Dans une période où les enjeux mémoriels sont facilement manipulés, je verse au dossier de la mémoire de la Commune cet éditorial de l’Action Française (6-7 mai 1944), dont les pages sont alors emplies de condamnations (au double sens du mot) des « terroristes - pas Français ».
Comme me le suggère Jean-Marie Guillon, l’historien bien connu de la Résistance, l’utilisation « positive » du souvenir de la Commune, que dénonce cet éditorial, peut être le fait des journaux du fascisme de choc, volontiers récupérateur des idéaux de justice sociale (ainsi les anciens socialistes Déat et Zoretti, alors au pouvoir depuis le retour de Laval), et porteurs de fibre "révolutionnaire", avec lequel le pétainisme « respectable » de Maurras avait pris quelques distances. Maurras les appelait alors "les charlatans de la révolution sociale"...

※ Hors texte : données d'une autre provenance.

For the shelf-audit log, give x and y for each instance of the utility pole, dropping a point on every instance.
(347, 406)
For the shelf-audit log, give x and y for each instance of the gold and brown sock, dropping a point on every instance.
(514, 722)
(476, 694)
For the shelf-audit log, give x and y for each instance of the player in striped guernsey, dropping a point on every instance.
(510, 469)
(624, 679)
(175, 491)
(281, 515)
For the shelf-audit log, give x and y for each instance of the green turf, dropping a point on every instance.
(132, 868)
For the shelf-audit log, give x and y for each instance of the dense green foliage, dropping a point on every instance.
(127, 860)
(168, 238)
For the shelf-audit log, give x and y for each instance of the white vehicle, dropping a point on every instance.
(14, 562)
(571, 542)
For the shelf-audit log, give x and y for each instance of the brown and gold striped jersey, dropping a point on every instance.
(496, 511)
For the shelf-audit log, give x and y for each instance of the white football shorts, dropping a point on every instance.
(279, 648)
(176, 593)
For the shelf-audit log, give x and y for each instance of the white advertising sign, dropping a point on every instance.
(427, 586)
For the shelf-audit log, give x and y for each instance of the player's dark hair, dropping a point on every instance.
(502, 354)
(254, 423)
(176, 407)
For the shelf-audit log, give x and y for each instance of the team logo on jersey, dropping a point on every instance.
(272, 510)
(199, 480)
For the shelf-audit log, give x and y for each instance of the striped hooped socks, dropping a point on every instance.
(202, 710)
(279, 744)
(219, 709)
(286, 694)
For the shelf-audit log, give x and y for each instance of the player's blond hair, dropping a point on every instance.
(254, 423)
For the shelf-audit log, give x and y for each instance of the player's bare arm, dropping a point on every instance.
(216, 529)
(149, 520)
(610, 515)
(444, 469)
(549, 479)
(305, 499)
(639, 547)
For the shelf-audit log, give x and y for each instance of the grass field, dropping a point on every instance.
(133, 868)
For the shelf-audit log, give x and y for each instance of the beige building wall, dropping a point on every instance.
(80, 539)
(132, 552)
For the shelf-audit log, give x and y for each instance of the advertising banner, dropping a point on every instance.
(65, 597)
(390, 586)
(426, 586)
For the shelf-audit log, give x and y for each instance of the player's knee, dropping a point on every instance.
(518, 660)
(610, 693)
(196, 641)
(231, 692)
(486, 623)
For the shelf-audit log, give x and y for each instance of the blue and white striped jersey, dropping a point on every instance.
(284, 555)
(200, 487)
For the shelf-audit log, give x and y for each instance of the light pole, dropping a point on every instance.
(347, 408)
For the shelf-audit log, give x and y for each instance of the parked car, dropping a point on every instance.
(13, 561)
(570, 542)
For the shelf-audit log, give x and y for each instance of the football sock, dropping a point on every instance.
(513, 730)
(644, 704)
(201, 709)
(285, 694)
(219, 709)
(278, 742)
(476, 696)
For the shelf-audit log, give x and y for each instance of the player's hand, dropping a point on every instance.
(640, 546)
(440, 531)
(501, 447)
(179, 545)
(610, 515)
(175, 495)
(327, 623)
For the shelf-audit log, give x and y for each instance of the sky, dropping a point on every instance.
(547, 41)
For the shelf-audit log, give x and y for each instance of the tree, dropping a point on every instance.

Mais il est vrai aussi que le patriotisme de la Commune avait pu être exalté par d’autres feuilles, mais résistantes et clandestines.
L’enjeu, on le voit, et c’est bien la dernière carte que peut jouer le pétainisme au moment où il est près de s’effondrer, est de stigmatiser tout autant les bombardements alliés que l’action des « bandits terroristes » évidemment pas français... et rouges, comme l’étaient les Communards. Bref, de poser le Maréchal en défenseur de la « vraie France », contre ses ennemis extérieurs et intérieurs.

Roger Joseph, pseudonyme de l’essayiste et journaliste Lazare de Gérin-Ricard (1907-1978)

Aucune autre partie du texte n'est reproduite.